Though the manufacturers have welcomed Museveni’s views, sugar growers are opposed to the new decision.

“This is the best bill in the country compared to other countries,” Michael Mugabira, the coordinator for Uganda Sugarcane Growers Association told The Independent in an interview.

“It disputes monopoly of these big manufacturers. If they are not ready for competition, then let them drop out of the business.”

Mugabira said he would like to see President Museveni sign the Bill into law.

On the other hand, manufacturers, want the Bill to be revised especially with the issue of zoning so as to restore sanity in the industry.

“MPs need to be aware of what has transpired in neighboring countries where zoning was halted, the sugar industry collapsed,” Kenneth Barungi, the spokesperson Kakira Sugar Limited said in reference to the Kenya’s sugar industry in which majority of the sugar factories are struggling to remain afloat as a result of cane poaching that has resulted to under-capacity.
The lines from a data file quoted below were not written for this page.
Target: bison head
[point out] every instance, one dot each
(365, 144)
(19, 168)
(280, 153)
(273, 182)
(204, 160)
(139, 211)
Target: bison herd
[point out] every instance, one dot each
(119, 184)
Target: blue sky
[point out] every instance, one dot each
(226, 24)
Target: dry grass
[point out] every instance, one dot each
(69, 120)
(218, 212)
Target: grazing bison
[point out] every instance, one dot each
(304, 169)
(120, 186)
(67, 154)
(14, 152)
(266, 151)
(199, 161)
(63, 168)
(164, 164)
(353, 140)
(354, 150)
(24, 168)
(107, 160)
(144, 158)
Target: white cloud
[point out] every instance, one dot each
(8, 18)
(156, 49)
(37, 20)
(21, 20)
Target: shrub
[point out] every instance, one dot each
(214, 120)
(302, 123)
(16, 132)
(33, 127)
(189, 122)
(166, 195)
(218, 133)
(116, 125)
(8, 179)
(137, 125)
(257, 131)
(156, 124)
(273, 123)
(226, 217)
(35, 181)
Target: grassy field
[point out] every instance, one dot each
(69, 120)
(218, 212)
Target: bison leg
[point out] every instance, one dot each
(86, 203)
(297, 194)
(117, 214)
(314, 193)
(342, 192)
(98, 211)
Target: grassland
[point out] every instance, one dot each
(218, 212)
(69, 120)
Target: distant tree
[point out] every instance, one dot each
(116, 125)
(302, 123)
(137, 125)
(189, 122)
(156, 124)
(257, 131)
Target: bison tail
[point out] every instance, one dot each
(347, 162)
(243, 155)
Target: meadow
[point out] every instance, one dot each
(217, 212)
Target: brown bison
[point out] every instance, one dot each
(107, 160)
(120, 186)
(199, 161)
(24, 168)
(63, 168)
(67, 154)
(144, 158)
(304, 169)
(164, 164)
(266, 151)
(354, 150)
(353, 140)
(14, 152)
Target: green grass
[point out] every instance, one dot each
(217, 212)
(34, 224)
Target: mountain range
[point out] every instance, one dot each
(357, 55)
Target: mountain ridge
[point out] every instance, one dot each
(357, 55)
Barungi said some of the countries in the region are now importing vast quantities of sugar overseas and depleting their foreign exchange reserves.

Earlier, the government had proposed a radius of 25km between sugar mills and out-growers in that area supplying cane to only one mill.

However, the legislators scraped off zoning of sugarcane growers by sugarcane millers, giving cane growers more power to sell their products to any sugar mill. A proper pricing methodology was also set to protect out-growers.

Parliament also voted to double the number of out-growers on the Uganda Sugar Board from two to four since they are the majority in the sugar cane growing industry.

The passing of the bill fueled fights between the out-growers and the millers as well as the giant sugar manufacturers and new players in the industry.

The big sugar companies argued that they funded the out-growers in terms of provision of raw materials and fertilizers in anticipation of purchasing the cane once it is mature.

But out-growers said the situation led to domination of sugar territories by the big companies, leaving small and new companies struggling to get supply and ultimately leading to cane poaching.

Dating back to the 1920s, Uganda’s sugar industry currently boasts of more than 13 sugar manufacturing firms dotted across the country, making it one of the most attractive investment destinations.

The sugar production has increased from merely 240,000 tons in 2008 to 386,000 tons in 2017 amidst local demand of approximately 350,000 tons.